For displaced people, these limitations come on top of a variety of other hardships, from property loss to physical violence and persecution. In short, access to energy is a vital economic lifeline. And based on our research, it could be provided—both sustainably and cheaply—through solar power.
Africa’s energy challenge
In many Sub-Saharan African countries, the majority of citizens lack access to electricity. These same countries also host sizeable displaced populations, making it tough to start working towards achieving Goal 7 (access to affordable, reliable, sustainable, and modern energy for all by 2030) of the United Nations’ Sustainable Development Goals (SDGs). Moreover, SDGs in other areas such as education, increased income, health care, innovation, and economic growth also depend on access to energy.
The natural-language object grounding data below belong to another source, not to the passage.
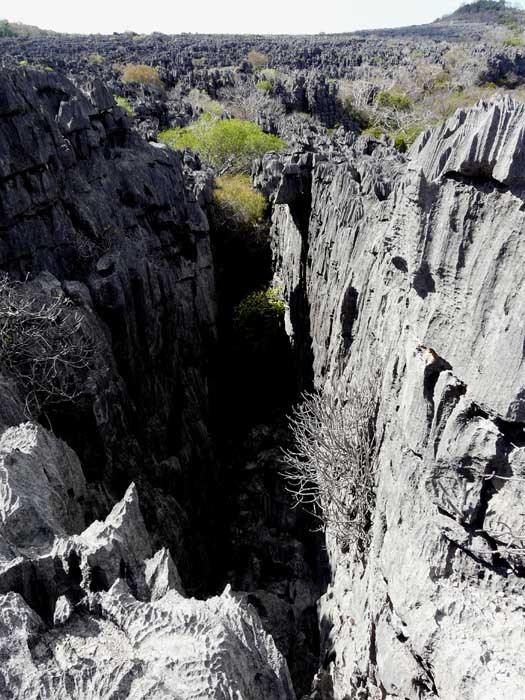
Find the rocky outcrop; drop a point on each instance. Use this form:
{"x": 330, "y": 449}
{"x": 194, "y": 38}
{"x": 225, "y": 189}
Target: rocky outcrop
{"x": 94, "y": 613}
{"x": 415, "y": 267}
{"x": 110, "y": 222}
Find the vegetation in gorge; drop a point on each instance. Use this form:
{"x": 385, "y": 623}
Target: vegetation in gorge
{"x": 237, "y": 203}
{"x": 124, "y": 103}
{"x": 141, "y": 74}
{"x": 332, "y": 466}
{"x": 229, "y": 145}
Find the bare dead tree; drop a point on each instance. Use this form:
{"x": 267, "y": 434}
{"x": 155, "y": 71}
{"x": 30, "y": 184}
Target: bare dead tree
{"x": 44, "y": 345}
{"x": 332, "y": 466}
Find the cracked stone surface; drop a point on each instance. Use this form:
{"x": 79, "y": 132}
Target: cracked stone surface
{"x": 425, "y": 282}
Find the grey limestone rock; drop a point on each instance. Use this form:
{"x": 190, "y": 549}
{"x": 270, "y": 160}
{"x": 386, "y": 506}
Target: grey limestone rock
{"x": 424, "y": 281}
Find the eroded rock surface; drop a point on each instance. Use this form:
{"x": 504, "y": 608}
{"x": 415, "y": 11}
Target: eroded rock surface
{"x": 93, "y": 613}
{"x": 415, "y": 267}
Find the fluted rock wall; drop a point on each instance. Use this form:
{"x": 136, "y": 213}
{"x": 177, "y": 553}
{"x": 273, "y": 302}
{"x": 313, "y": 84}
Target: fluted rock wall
{"x": 93, "y": 612}
{"x": 415, "y": 267}
{"x": 111, "y": 222}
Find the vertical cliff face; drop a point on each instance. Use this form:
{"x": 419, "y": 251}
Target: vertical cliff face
{"x": 110, "y": 222}
{"x": 415, "y": 267}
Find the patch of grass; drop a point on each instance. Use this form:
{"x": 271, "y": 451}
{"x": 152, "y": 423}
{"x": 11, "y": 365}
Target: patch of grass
{"x": 237, "y": 202}
{"x": 124, "y": 103}
{"x": 230, "y": 145}
{"x": 141, "y": 74}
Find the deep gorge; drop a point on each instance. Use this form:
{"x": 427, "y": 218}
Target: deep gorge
{"x": 149, "y": 547}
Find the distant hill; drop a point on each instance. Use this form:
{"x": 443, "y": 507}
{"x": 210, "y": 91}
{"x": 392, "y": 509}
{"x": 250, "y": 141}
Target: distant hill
{"x": 487, "y": 12}
{"x": 19, "y": 29}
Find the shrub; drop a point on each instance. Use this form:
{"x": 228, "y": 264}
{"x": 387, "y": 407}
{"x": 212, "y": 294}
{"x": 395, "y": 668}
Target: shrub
{"x": 257, "y": 59}
{"x": 44, "y": 345}
{"x": 264, "y": 85}
{"x": 230, "y": 145}
{"x": 200, "y": 99}
{"x": 124, "y": 103}
{"x": 260, "y": 310}
{"x": 393, "y": 100}
{"x": 6, "y": 29}
{"x": 95, "y": 59}
{"x": 332, "y": 466}
{"x": 237, "y": 202}
{"x": 141, "y": 74}
{"x": 513, "y": 41}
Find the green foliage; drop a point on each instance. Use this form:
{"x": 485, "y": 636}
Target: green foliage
{"x": 394, "y": 100}
{"x": 201, "y": 100}
{"x": 260, "y": 309}
{"x": 403, "y": 138}
{"x": 141, "y": 74}
{"x": 265, "y": 85}
{"x": 376, "y": 131}
{"x": 95, "y": 59}
{"x": 269, "y": 74}
{"x": 257, "y": 59}
{"x": 230, "y": 145}
{"x": 124, "y": 103}
{"x": 6, "y": 29}
{"x": 359, "y": 116}
{"x": 238, "y": 203}
{"x": 513, "y": 41}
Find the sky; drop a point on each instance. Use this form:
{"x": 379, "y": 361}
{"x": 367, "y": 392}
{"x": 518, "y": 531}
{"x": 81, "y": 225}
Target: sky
{"x": 223, "y": 16}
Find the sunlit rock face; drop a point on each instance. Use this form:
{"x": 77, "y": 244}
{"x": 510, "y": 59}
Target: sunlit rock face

The arguments for scaling up access to solar power are compelling. First, solar is increasingly affordable (costs have fallen five times in the past decade) and more viable for poor communities than the current alternative: unhealthy and polluting diesel generators, which are expensive to operate and add to carbon emissions.
In BCG’s collaboration with NORCAP, a global provider of expertise to the humanitarian, development, and peace-building sectors, we identified a suite of solar solutions that can work for vulnerable and displaced communities. These range from replacing fossil-based generators with solar power to enhancing mini-grid systems in displaced and host communities for households, services, and industry.